Of Women and Their Elegance
With photographs by Milton H. Greene
Simon and Schuster 1980
The thing with Mailer is like the thing with Hemingway—you either love him or you can’t stand him. It’s hard to be ambivalent about a larger than life figure, be it Mailer, Hemingway or, yes, Marilyn Monroe. Mailer is full of himself, pretentious at times, an icon and touchstone of his times, one of those guys who try so hard at being the ultimate macho man that you can’t help but be put off while wondering at the same time why he is so preoccupied with making sure his image is one of Primal Man. And he was talented. Very.
Marilyn was one of the ones who couldn’t stand him, primarily due to his forever heavy handed attempts to meet and be a part of her life. What comes through in the accounts of her response to Mailer is the idea that she thought him a macho ass who was far too full of himself. Personally I get a kick out of him and think some of his work brilliant, (The Naked and the Dead, The Executioners Song, The Idol and the Octopus), while some of it is incomprehensible, (Harlot’s Ghost), or just flat out bad, (The Deer Park). And, as most of you know, Mailer was somewhat obsessed with Marilyn Monroe. The only difference between him and any man of his generation was that he published two books about the object of his obsession while all the others merely dreamed.
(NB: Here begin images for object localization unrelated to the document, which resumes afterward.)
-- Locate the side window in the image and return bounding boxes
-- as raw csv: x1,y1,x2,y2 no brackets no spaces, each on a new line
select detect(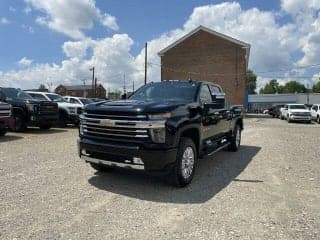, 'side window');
32,93,47,101
199,85,212,104
70,98,80,104
209,85,221,94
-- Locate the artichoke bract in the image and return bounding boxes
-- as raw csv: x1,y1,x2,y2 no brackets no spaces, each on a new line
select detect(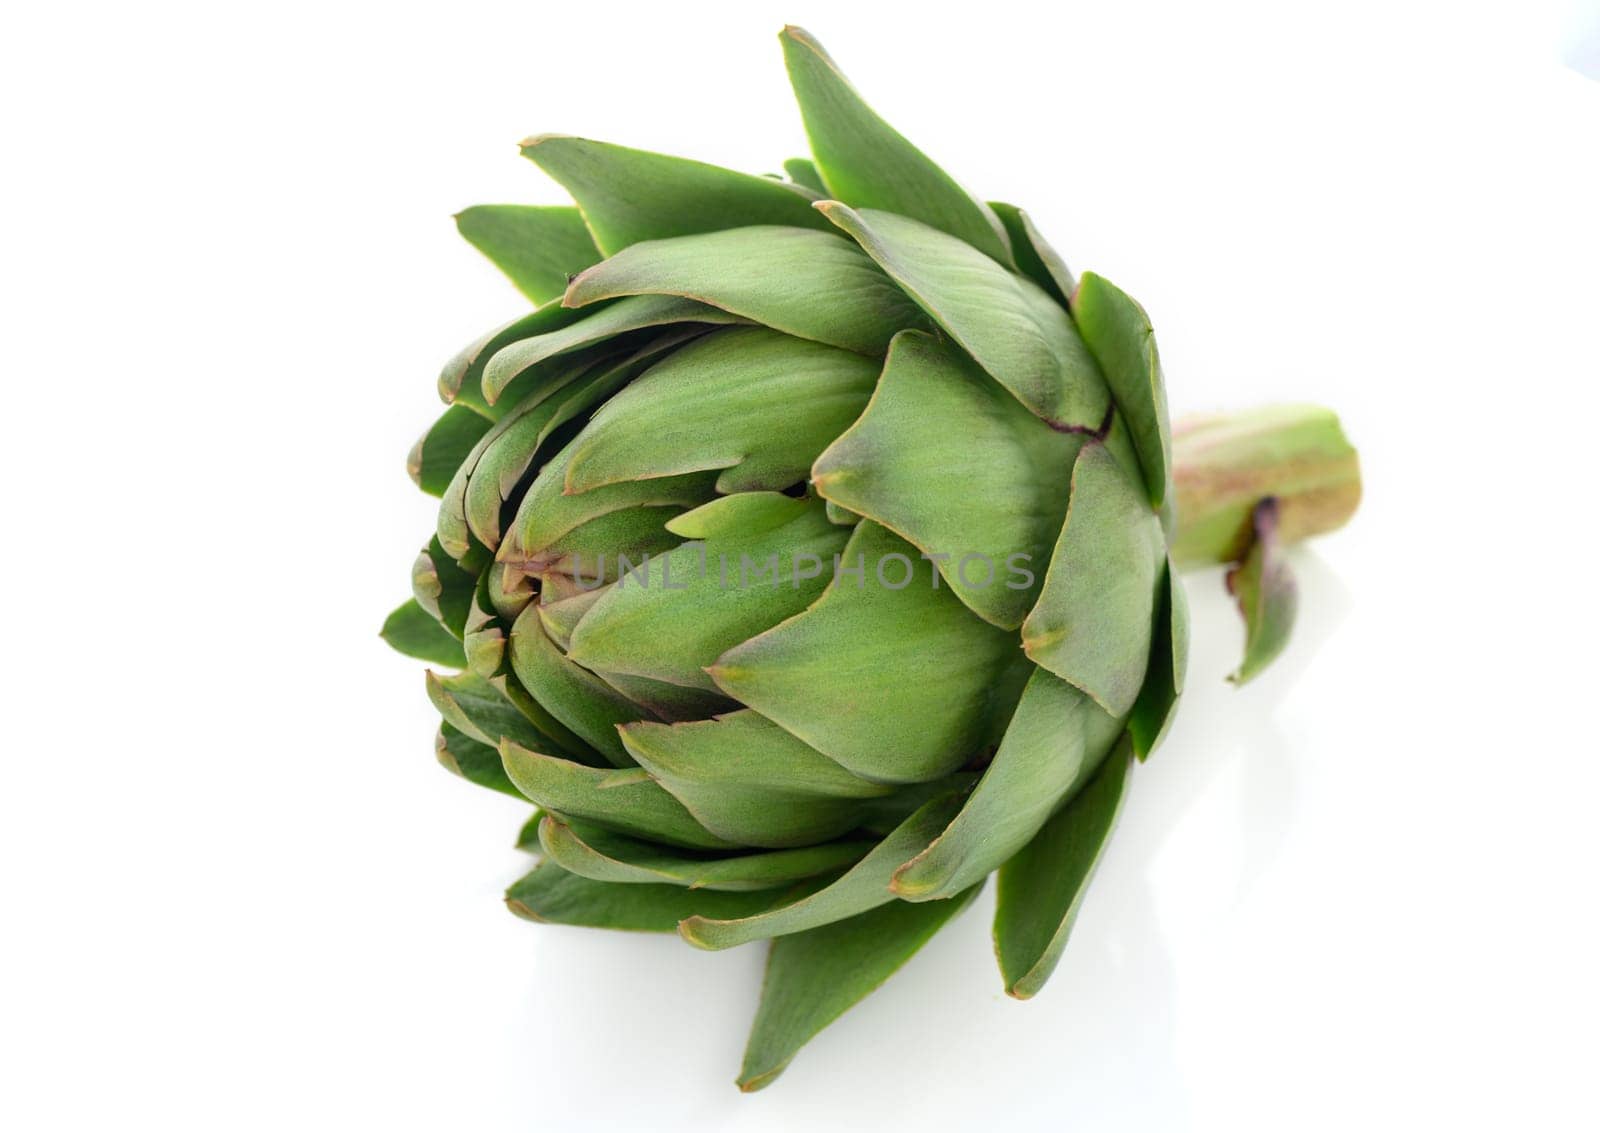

Let me make on more point about Mailer: He was obsessed with Marilyn Monroe, the movie star, the sexual fantasy. He never met, let alone knew or had any insight into the actual woman behind the Hollywood veneer.
The best known of Mailer’s attempts to get Marilyn down on paper was his first, Marilyn, and to be honest, it is primarily remembered due to its lush illustrations capturing Monroe the still photograph model non-parallel. Seven years later, feeling he hadn’t quite captured her, Mailer brought out Of Women and Their Elegance. And, like everything else he ever produced, it is a work that you either love or really pisses you off. The later opinion is the result of the unique angle Mailer attempted—the text is written as if it were Marilyn’s actual thoughts and for most fans, knowing how little she actually thought of him, the idea of his penning her inner most thoughts is slightly galling.
Does he carry it off? I don’t think so but then maybe you will. Should you try and find a copy or leave this one out of your collection? I say find it and treasure it—not so much for the oddity of a man who styled himself as one of his generation’s macho icons but as the attempts of a lovelorn fan trying hard to understand the woman he never met. And the photographs. Ah yes, the photos. The book is chock full of Milton Greene’s work, THE Monroe photographer in my opinion and that of many MM fans. What may sound strange coming from me is that what is truly wonderful here is that not all of the photos are of Marilyn but a good sample of Greene’s non-MM work. By including his work with such luminaries as Marlene Dietrich, Anna Magnani, Judy Garland, Sophia Loren, and Jane Fonda, you can see that Milton’s genius could and did expand from his legendary work with Marilyn.
The text, the reader is told, “while based on episodes in Marilyn Monroe’s life, and on the reminiscences of Amy and Milton Greene, does not pretend that these are the actual thoughts of Miss Monroe…” And while the Marilyn depicted here is the Marilyn of Norman Mailer’s imagination and likely a far cry from the actual human who was Marilyn Monroe, it is an interesting concept especially when you keep reminding yourself that this is work of a man infatuated with an image, who longed to meet and possibly know the real woman yet never had the opportunity. That is the true reason for my own fascination with this book, knowing how much he wanted to meet her and couldn’t help but realize that she in no way felt the same. It is the work of a man saddled with an unrequited love/lust infatuation trying to understand the woman who held herself forever out of his reach or understanding.